Al utilizar un estilo neutro, o no estilo, como el de los carteles publicitarios que realizó al margen de la pintura para ganarse la vida, el artista prefigura algunas de las estrategias utilizadas en el vértice final de la modernidad, ya en los sesenta, cuando la autoría y la identidad artística se diluían en pos de la obsesión objetiva. Resulta sintomático que afirmara que era "incapaz de pintar sin tener la imagen plenamente fijada en la mente". Cuando leemos las proclamas conceptuales de Lawrence Weiner sobre la necesidad o no de "fabricar" la obra de arte es fácil escuchar el eco de Magritte. El dilema de la representación se instauró pronto entre los intereses centrales del artista. En 1929 pintó cuadros como Le miroir magique y escribió Les mots et les images, un tratado indispensable en el que concluía que las ideas, las imágenes y las palabras eran diferentes soluciones derivadas de un mismo problema: el pensamiento. Tanto daban unas y otras, su orden o su sola presencia, pues todas permanecerían siempre ligadas al acervo mental. Más de veinte años después, en 1953, el artista dijo que sus pinturas no podían reducirse a un significado pues eran significado en sí mismas. Le miroir magique, muestra un espejo que no refleja una imagen sino las palabras "Cuerpo humano", y frente a este espejo textual se advierte el origen de muchas lucubraciones posteriores fundadas en la exploración del lenguaje, visibles, entre otras, en la obra de Jospeh Kosuth o en la de Luis Camnitzer. ¿Cómo no acordarse de aquella obra ya mítica del uruguayo, realizada en 1966, Esto es un espejo. Usted es una frase escrita?

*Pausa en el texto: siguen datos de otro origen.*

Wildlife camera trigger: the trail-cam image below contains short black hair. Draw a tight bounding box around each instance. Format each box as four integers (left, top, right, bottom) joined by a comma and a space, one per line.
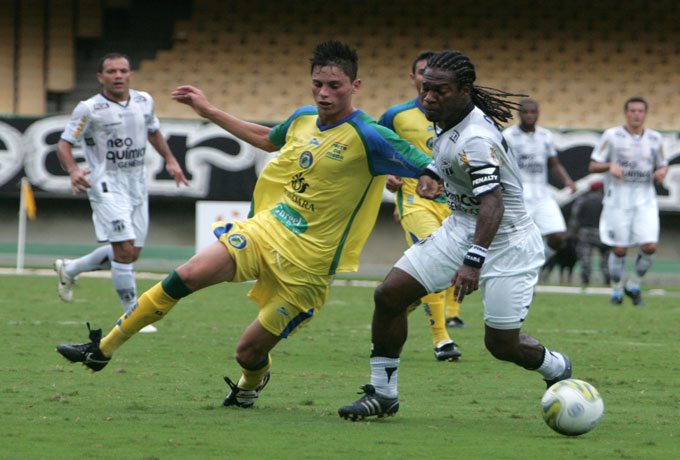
623, 97, 649, 112
411, 50, 437, 73
309, 40, 359, 81
97, 52, 130, 73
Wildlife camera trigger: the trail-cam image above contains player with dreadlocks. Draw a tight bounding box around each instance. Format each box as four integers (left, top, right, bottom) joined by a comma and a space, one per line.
338, 51, 571, 420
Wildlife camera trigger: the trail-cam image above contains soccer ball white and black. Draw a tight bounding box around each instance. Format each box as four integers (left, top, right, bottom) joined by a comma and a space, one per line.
541, 379, 604, 436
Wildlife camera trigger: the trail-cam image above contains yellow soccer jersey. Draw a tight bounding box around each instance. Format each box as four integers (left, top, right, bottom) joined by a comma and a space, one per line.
251, 106, 431, 274
378, 98, 448, 217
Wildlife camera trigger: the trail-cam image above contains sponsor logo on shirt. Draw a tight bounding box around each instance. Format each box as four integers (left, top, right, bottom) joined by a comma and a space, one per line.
227, 233, 248, 249
446, 190, 480, 216
425, 137, 434, 150
111, 219, 125, 232
300, 152, 314, 169
106, 137, 146, 169
271, 203, 308, 235
326, 142, 347, 161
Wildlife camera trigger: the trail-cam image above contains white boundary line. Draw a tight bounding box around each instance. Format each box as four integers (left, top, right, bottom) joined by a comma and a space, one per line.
0, 267, 668, 297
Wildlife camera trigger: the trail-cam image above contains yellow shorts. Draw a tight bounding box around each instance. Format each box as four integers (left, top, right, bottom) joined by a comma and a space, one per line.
213, 216, 332, 339
401, 202, 451, 247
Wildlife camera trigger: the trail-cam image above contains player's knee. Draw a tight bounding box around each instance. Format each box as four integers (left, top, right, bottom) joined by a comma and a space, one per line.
113, 241, 138, 264
373, 283, 410, 315
640, 243, 656, 254
484, 332, 516, 361
235, 342, 269, 369
612, 248, 627, 257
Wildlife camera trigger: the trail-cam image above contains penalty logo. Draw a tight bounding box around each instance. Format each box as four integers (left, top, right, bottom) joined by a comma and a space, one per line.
227, 233, 248, 249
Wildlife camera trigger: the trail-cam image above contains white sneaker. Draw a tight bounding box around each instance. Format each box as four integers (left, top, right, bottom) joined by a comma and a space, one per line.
139, 324, 158, 334
54, 259, 73, 302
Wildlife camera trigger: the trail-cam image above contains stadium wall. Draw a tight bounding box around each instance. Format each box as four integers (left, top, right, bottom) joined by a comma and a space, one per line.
0, 115, 680, 271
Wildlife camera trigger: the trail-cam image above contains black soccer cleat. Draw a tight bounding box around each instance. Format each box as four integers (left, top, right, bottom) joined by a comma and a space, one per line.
623, 287, 647, 307
434, 342, 463, 361
338, 383, 399, 422
222, 371, 269, 408
446, 316, 467, 329
609, 294, 623, 307
57, 323, 111, 372
543, 349, 571, 388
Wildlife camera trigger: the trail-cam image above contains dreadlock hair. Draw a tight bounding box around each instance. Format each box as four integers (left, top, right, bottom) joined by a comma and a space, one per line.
309, 40, 359, 81
98, 53, 130, 73
411, 50, 437, 74
427, 51, 527, 128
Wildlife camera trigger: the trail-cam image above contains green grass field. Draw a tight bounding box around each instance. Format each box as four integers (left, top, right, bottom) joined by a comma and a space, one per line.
0, 276, 680, 460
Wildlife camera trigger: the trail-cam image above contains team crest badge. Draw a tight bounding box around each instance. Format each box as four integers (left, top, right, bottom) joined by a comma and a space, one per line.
300, 152, 314, 169
227, 233, 248, 249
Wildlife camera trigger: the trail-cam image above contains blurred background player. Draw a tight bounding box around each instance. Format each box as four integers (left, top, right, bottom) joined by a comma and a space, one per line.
57, 41, 432, 407
503, 99, 576, 260
54, 53, 189, 332
568, 181, 611, 286
588, 97, 668, 306
378, 51, 465, 361
338, 51, 571, 420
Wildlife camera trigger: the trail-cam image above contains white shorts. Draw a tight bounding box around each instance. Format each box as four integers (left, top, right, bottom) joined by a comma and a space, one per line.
524, 197, 567, 236
395, 225, 545, 329
90, 195, 149, 248
600, 205, 659, 248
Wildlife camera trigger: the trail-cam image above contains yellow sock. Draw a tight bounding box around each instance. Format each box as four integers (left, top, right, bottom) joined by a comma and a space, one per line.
446, 287, 460, 318
422, 292, 451, 347
99, 280, 179, 357
236, 355, 272, 390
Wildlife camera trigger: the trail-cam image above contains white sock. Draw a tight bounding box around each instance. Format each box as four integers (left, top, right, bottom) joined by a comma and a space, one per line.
633, 251, 654, 281
64, 244, 113, 278
371, 356, 399, 398
536, 348, 567, 380
111, 260, 137, 312
626, 276, 640, 291
543, 243, 557, 262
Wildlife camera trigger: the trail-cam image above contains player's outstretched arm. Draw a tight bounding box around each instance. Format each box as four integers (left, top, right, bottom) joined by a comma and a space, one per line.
149, 129, 189, 187
57, 139, 92, 195
172, 85, 279, 152
588, 160, 623, 179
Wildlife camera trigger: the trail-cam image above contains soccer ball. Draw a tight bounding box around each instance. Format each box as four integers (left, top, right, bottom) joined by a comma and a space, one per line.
541, 379, 604, 436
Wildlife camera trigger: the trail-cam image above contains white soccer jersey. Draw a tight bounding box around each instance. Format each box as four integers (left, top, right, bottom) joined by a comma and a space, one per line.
433, 107, 533, 247
61, 89, 160, 204
503, 125, 557, 200
590, 126, 668, 209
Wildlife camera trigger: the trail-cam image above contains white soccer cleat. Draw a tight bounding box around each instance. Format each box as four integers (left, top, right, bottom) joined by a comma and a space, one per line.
54, 259, 73, 302
139, 324, 158, 334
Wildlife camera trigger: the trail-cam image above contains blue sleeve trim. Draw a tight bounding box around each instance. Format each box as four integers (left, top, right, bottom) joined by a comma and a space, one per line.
351, 117, 432, 177
269, 105, 319, 148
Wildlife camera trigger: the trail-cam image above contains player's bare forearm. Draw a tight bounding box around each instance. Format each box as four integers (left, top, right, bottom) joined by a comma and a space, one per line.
588, 160, 609, 172
172, 85, 278, 152
57, 139, 92, 195
57, 139, 78, 173
474, 187, 505, 248
548, 157, 576, 192
148, 129, 189, 187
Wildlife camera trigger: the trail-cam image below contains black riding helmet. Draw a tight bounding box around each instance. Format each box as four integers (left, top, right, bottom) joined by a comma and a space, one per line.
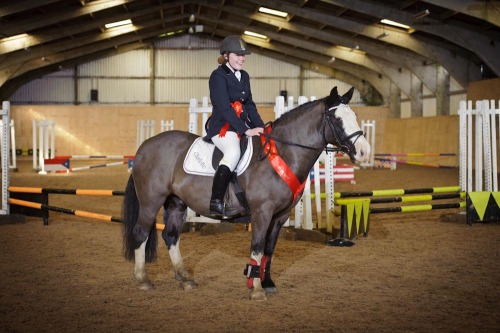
220, 35, 251, 55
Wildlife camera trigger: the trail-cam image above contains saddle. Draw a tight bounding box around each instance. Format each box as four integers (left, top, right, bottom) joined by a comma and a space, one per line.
183, 136, 253, 217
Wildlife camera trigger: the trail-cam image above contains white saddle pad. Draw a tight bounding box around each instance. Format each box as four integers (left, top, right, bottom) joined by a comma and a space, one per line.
183, 137, 253, 176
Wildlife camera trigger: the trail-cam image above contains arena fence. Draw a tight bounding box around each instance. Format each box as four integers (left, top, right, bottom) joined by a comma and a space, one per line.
8, 186, 164, 230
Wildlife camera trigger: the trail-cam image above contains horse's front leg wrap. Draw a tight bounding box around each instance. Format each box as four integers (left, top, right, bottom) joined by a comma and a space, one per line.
243, 259, 261, 289
259, 256, 270, 281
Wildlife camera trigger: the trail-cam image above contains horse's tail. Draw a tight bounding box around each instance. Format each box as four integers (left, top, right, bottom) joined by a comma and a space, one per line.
122, 175, 158, 262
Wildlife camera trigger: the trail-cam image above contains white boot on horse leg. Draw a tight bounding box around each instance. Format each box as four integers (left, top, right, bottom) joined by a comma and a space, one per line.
168, 240, 198, 290
134, 239, 153, 290
247, 252, 267, 301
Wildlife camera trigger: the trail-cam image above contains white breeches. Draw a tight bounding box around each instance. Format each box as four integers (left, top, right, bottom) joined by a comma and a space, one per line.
212, 131, 240, 171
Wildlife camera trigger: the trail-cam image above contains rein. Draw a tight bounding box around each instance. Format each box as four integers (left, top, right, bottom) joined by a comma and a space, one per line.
257, 105, 363, 161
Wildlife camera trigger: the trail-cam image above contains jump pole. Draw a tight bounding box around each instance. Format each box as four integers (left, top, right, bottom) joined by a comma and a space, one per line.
9, 198, 165, 230
458, 100, 500, 192
0, 119, 17, 171
0, 101, 10, 215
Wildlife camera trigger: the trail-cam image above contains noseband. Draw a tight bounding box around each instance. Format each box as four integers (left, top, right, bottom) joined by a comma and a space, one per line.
323, 104, 363, 162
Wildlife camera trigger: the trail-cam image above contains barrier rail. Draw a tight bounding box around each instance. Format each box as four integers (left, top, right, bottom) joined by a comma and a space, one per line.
8, 186, 164, 230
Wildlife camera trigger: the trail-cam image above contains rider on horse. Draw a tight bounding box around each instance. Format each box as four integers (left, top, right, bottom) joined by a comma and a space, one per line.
205, 35, 264, 218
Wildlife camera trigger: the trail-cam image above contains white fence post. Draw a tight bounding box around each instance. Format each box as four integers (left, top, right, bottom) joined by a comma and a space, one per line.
0, 101, 10, 215
458, 100, 500, 192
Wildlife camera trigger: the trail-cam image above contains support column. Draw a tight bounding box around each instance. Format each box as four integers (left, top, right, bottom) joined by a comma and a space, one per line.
387, 83, 401, 118
436, 65, 450, 116
410, 74, 424, 118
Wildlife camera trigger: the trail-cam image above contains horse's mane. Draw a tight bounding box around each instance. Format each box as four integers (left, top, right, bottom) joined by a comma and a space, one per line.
274, 97, 327, 125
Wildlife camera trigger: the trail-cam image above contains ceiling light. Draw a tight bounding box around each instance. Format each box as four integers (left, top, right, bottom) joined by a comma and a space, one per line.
244, 31, 267, 40
104, 19, 132, 29
414, 9, 431, 20
0, 33, 28, 43
259, 7, 288, 17
380, 19, 410, 29
377, 31, 389, 39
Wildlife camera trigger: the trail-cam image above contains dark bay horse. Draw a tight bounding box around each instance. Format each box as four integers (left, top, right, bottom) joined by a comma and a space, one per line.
123, 87, 370, 299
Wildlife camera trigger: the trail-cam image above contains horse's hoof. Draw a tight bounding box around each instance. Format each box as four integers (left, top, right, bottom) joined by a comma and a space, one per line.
261, 278, 278, 294
250, 290, 267, 301
181, 280, 198, 290
137, 281, 154, 290
264, 287, 278, 294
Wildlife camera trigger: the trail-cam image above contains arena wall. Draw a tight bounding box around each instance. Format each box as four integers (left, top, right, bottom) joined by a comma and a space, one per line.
12, 105, 464, 165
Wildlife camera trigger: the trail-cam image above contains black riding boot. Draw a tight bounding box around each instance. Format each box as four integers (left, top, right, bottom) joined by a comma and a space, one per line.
210, 165, 240, 218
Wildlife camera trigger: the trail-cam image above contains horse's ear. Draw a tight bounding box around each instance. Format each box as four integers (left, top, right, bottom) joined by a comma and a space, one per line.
330, 86, 339, 100
340, 87, 354, 104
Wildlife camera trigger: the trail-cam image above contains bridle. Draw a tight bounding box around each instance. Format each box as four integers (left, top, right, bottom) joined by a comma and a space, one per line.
323, 103, 364, 162
258, 103, 364, 162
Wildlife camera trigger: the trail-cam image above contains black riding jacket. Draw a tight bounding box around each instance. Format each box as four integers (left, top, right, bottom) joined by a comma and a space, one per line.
206, 64, 264, 139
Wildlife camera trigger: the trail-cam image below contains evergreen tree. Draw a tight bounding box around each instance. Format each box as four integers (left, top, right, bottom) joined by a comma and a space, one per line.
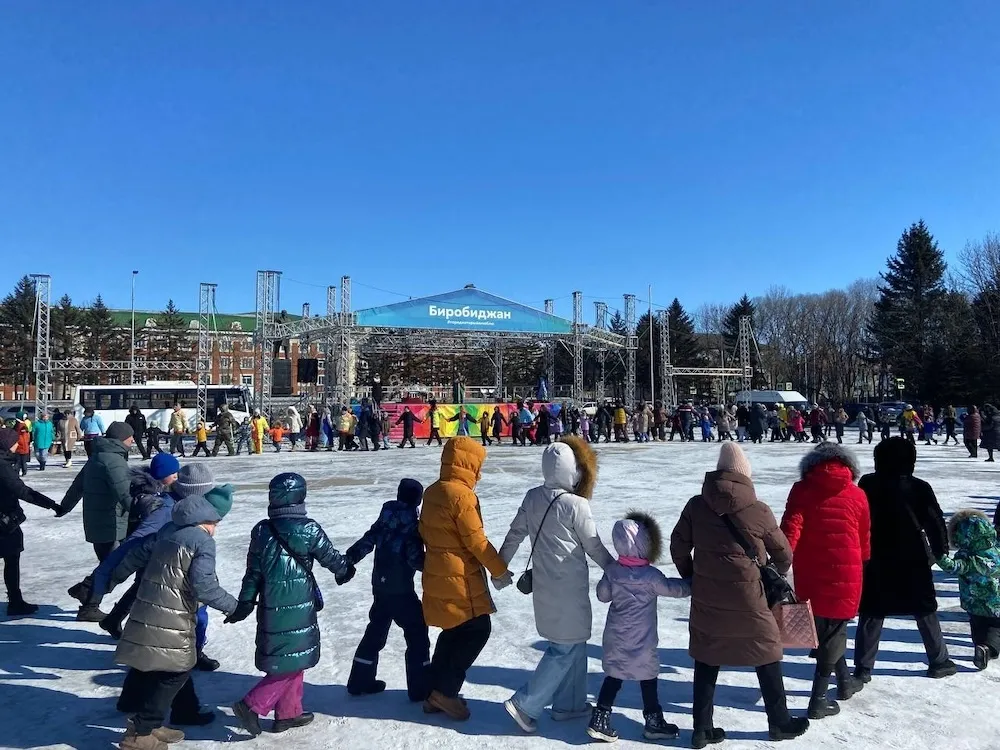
0, 276, 35, 394
871, 221, 947, 395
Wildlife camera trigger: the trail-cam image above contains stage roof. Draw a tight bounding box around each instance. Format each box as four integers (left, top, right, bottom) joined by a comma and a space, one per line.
357, 287, 573, 335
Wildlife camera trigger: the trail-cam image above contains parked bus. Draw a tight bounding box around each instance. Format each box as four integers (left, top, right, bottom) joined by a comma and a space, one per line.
73, 380, 251, 432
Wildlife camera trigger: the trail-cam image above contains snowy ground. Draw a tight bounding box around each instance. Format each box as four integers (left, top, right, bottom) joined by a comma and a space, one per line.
0, 443, 1000, 750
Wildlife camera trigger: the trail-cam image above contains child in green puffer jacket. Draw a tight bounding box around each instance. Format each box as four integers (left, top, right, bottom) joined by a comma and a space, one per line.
938, 510, 1000, 669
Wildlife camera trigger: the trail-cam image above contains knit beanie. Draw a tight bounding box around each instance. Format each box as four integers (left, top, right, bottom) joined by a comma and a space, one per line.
170, 464, 215, 500
0, 427, 17, 451
715, 443, 753, 479
149, 453, 181, 481
104, 422, 135, 441
205, 484, 233, 518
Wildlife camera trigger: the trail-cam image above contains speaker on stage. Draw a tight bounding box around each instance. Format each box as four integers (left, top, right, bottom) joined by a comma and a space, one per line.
271, 359, 292, 396
297, 357, 319, 383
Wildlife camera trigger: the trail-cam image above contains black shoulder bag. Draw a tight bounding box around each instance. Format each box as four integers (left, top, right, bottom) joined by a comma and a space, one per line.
719, 513, 795, 609
267, 519, 325, 612
517, 492, 566, 594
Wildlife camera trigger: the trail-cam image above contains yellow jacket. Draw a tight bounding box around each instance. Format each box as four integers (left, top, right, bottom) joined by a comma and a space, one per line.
420, 437, 507, 630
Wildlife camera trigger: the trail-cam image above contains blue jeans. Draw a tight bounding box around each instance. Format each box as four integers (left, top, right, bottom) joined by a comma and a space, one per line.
513, 643, 587, 720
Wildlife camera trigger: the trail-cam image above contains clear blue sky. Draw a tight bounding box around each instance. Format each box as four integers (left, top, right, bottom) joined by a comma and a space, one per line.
0, 0, 1000, 319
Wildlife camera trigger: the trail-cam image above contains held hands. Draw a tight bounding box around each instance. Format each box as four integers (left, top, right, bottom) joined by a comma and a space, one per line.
223, 602, 255, 625
333, 563, 357, 586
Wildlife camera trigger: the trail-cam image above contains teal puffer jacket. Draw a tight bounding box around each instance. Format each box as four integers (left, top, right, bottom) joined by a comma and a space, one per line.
240, 517, 348, 674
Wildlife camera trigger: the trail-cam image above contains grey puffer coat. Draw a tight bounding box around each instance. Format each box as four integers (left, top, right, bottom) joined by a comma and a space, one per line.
111, 496, 236, 672
597, 512, 691, 681
61, 437, 132, 544
500, 436, 614, 644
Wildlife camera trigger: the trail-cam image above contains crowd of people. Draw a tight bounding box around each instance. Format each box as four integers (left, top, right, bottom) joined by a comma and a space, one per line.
0, 412, 1000, 750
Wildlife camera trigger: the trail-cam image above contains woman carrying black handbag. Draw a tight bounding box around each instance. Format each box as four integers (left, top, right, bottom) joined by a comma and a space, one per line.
0, 428, 59, 617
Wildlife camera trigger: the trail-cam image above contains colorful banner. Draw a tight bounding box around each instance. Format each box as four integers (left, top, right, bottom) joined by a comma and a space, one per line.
357, 288, 573, 334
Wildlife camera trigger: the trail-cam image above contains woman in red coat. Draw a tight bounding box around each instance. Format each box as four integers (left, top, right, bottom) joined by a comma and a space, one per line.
781, 443, 871, 719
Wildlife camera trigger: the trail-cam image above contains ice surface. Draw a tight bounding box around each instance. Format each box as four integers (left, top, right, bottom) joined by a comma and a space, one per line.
0, 443, 1000, 750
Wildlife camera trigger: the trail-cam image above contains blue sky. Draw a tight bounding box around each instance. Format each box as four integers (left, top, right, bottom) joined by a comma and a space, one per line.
0, 0, 1000, 318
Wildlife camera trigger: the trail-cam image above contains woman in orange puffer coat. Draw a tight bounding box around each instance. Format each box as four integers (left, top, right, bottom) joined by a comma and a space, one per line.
420, 437, 511, 721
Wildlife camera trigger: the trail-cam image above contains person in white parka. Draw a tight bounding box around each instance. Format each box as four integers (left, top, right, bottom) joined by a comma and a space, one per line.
500, 436, 614, 732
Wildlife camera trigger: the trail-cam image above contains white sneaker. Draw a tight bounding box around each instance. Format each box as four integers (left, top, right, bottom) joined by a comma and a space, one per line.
550, 703, 594, 721
503, 698, 538, 734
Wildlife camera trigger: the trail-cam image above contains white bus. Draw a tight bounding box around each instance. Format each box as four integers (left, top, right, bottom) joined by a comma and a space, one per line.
73, 380, 251, 432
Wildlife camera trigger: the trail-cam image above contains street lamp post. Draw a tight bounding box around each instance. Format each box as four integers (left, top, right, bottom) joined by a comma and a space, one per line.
129, 271, 139, 385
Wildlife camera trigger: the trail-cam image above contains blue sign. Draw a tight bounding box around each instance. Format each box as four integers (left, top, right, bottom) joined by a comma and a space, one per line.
358, 288, 573, 334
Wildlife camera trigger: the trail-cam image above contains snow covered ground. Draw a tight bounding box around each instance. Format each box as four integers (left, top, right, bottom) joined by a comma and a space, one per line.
0, 443, 1000, 750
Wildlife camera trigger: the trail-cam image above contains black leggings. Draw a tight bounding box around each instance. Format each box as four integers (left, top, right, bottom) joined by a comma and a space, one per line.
597, 677, 662, 714
3, 552, 21, 602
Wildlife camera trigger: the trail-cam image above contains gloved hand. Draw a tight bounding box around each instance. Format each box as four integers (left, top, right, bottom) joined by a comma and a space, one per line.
223, 602, 257, 625
333, 563, 357, 586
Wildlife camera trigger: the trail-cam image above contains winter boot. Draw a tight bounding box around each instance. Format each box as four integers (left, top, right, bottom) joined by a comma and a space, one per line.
767, 717, 809, 742
97, 615, 122, 641
836, 659, 865, 701
691, 727, 726, 750
587, 706, 618, 742
972, 644, 990, 672
76, 604, 107, 622
927, 659, 958, 680
808, 670, 840, 719
233, 700, 263, 737
271, 711, 315, 734
194, 651, 222, 672
503, 698, 538, 734
642, 711, 680, 740
118, 726, 167, 750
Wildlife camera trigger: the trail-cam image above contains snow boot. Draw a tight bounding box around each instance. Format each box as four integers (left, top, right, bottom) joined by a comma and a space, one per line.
767, 717, 809, 742
691, 727, 726, 750
76, 604, 107, 622
927, 659, 958, 680
7, 599, 38, 617
194, 651, 222, 672
549, 703, 594, 721
118, 726, 167, 750
424, 690, 472, 721
233, 700, 263, 737
642, 711, 680, 740
271, 711, 316, 734
347, 680, 385, 696
972, 644, 990, 672
587, 706, 618, 742
503, 698, 538, 734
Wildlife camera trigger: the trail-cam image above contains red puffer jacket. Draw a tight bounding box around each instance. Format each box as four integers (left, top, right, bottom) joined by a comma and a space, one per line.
781, 452, 871, 620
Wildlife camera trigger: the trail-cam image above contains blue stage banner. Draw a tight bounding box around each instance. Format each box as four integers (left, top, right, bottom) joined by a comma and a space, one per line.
357, 288, 573, 334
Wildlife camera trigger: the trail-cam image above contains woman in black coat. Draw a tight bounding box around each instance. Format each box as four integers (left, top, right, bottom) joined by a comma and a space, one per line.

Muchos de los grandes temas de Magritte tuvieron su génesis cuando aún no había cumplido 30 años, pero los desarrolló en profundidad durante toda su vida. Sus extraordinarios collages con partituras musicales, los estudios sobre realidad e ilusionismo que se reúnen en torno a la serie de La condition humaine, o la enigmática simultaneidad de lo diurno y lo nocturno de L'Empire des Lumières... Al final de su vida, cuando ya se le había devuelto el prestigio que le fue robado en París tras su desaire a Breton en 1929 y su carrera gozaba de la legitimación de los museos americanos, la obra de Magritte consolida su interés por la distorsión de escalas, ya introducida en los treinta, con elementos gigantes como manzanas o rosas que atestan espacios cerrados. Desde ahí, el camino para los artistas pop no tenía pérdida. Tampoco para buena parte de la figuración española de los noventa, la alojada en esa valencia metafísica que encontró en De Chirico lo que también vio Magritte: "el lugar en el que se reconocen -diría en 1938- la soledad y el silencio del mundo".